Одна из крыс, выскользнув из тумана, не метнулась под ногами, а остановилась, поводя мордочкой и принюхиваясь к чему-то гораздо более важному, чем я. Я остановился. Крыса бросила на меня быстрый взгляд, видимо, оценила расстояние и степень опасности. И снова уставилась куда-то в туман. Потом переступила лапами, развернулась и скользнула обратно, откуда пришла.

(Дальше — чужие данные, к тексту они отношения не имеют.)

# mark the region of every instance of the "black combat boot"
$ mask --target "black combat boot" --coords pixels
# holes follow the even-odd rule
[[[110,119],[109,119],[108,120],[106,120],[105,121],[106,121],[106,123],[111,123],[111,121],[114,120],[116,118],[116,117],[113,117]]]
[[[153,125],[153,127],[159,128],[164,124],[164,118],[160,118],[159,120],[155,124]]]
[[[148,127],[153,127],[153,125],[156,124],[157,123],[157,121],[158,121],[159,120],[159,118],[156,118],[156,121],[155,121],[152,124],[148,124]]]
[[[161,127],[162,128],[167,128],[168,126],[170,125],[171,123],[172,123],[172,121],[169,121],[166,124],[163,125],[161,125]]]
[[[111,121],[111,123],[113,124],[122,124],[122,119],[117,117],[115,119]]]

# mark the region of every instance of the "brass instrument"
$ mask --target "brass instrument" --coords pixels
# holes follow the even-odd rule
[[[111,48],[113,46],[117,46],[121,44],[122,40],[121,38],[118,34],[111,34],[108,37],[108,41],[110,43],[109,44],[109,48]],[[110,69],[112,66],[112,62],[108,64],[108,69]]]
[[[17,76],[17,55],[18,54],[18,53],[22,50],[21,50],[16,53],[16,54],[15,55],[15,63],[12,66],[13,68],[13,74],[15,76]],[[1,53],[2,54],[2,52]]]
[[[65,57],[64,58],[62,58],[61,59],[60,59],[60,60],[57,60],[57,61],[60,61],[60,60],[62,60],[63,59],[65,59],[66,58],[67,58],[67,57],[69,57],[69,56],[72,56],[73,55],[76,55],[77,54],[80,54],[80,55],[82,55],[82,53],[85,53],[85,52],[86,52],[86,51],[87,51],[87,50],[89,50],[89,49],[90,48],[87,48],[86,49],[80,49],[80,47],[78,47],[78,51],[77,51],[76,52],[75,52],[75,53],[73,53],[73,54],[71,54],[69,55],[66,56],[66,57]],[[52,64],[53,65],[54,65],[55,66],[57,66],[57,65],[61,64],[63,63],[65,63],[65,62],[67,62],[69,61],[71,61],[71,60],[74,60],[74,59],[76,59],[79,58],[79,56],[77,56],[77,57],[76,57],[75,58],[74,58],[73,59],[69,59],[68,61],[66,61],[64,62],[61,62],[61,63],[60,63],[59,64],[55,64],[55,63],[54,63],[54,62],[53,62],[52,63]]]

Я поежился. Голова у меня уже не болела, да, и за это, несомненно, стоило поблагодарить психиатра. Но нормальный здоровый страх непонятных мест, – особенно если эти места не внушали ровным счетом никакого доверия, – у меня никуда не исчез.

Я помялся на месте, вглядываясь в туман и отчего-то ощущая себя крысой, которую только что видел. Мне хотелось поступить в точности как она: развернуться и быстро покинуть это место. Но что-то, – то ли какой-то подростковый заочный стыд перед врачом за свою трусость, то ли желание завершить начатое, – не давали это сделать.

За моей спиной послышались голоса. Какая-то компания, – судя по обрывкам реплик, тоже направляющаяся в театр фон Клейста, – обогнула меня, смерила пренебрежительными взглядами и пошла дальше.

Я отправился вслед за ней.

В билетной кассе из-за стекла на меня воззрилась морда, – это же у них называется мордой, да? – какого-то очередного головоногого. Существо что-то пробулькало.

– Слько блет?

– Что? – переспросил я.

Существо как-то пошло все складками, исчезло из поля зрения и вынырнуло через пару секунд с табличкой, которую приложило к стеклу.

«СКОЛКО БЕЛЕТОВ?» – гласила она.

– Один, – ответил я. – На восьмой ряд, если есть, пожалуйста.

Существо открыло было клюв, а потом махнуло щупальцем и приложило еще одну табличку.

«45». Пятерка была зеркально развернута.

– Грабеж, – больше для проформы, чем действительно желая торговаться, буркнул я и отсчитал требуемую сумму.

«СПСИБО» – была ответом мне табличка.

Мокрая бумажка билета расползалась в пальцах. Ей-богу, лучше бы выбрали что-то поплотнее, картон там, или металлические жетончики, да хоть деревянные палочки, в конце концов! Пока я дошел до своего места, он окончательно превратился в кашицу и проскользнул между моих пальцев. Я бы наклонился да подобрал, – все-таки мне была слишком хорошо привита привычка не мусорить, – но, бросив взгляд на чвякающую под ногами жижу, решил, что от одного билета хуже не будет.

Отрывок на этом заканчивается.